Summary: Expats living in Panama talk about making the big move to Panama, what they wish they had brought (and left behind), visas, culture shock, cost of living and more. It's a must read for anyone thinking about moving to Panama.


If you're moving to Panama, read these tips from expats living Panama. From what to bring (and leave behind) to culture shock, visas and more, their insight is invaluable.

Advice for Newcomers to Panama

"Be prepared to change your life. Leave behind all your pre concieved notions of how it should be, what you need, want, and must have to get by. EVERYTHING is different, embrace it, learn from it, apply what you can to your life but don't come here with demands, strict ideals, uptight lifestyle, and the idea that you are going to save a third world culture from itself. I find the opposite is what happens, it saves you from yourself and what ever madness you left behind," said one expat who moved to Boquete, Panama.

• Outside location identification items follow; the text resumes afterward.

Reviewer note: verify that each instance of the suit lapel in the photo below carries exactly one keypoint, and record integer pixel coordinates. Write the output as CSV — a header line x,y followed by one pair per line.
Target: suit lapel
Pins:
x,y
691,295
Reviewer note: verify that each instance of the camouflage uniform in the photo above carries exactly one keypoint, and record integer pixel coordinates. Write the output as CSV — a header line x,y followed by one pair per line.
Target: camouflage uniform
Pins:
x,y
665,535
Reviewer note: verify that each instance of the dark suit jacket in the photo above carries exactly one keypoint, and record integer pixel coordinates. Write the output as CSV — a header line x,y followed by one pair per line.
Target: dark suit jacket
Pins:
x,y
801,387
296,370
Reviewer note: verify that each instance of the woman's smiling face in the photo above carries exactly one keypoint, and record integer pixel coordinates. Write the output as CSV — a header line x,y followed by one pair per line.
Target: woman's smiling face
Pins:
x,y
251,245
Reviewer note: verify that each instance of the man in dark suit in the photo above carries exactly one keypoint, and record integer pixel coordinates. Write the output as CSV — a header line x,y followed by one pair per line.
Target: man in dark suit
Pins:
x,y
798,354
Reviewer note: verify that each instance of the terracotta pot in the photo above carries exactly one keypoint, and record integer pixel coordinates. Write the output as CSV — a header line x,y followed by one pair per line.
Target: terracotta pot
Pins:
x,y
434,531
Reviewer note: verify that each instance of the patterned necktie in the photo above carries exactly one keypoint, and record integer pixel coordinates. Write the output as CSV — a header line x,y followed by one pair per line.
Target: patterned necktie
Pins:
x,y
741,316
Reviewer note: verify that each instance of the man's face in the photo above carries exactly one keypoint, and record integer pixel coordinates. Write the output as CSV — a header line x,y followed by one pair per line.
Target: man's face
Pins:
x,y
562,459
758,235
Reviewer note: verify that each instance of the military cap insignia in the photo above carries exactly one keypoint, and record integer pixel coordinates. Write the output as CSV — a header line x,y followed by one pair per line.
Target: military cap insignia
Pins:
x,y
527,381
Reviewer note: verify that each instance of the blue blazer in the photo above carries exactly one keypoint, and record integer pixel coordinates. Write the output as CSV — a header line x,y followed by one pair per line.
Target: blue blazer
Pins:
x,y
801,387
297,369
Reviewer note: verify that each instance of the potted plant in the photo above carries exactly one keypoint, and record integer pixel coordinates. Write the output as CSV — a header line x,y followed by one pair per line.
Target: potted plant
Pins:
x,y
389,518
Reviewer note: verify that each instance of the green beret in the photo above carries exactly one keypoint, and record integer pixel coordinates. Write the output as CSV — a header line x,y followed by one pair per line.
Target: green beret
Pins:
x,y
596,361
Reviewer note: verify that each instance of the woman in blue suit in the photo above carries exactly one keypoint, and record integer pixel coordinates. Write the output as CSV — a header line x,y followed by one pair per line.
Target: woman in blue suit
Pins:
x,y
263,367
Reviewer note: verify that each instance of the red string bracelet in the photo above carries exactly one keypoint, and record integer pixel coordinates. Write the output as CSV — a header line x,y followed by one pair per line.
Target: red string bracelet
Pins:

"Dont worry be happy. Relax, and enjoy the great climate, and beautiful people. And of course save alot of money with the low cost of living. I rent a two bedroom house for $100.00 per. Mo. (including utilities)," mentioned another expat when asked about moving to Panama.

"I would echo what the person who did the review on Boquete. Embrace the local culture and ways of doing things. Don't come here wanting to change the way folks have done things for a long time or try to make it like the US. At the same time you can teach the locals what you know in a nice way as you make friends with them," commented one expat who made the move to Panama.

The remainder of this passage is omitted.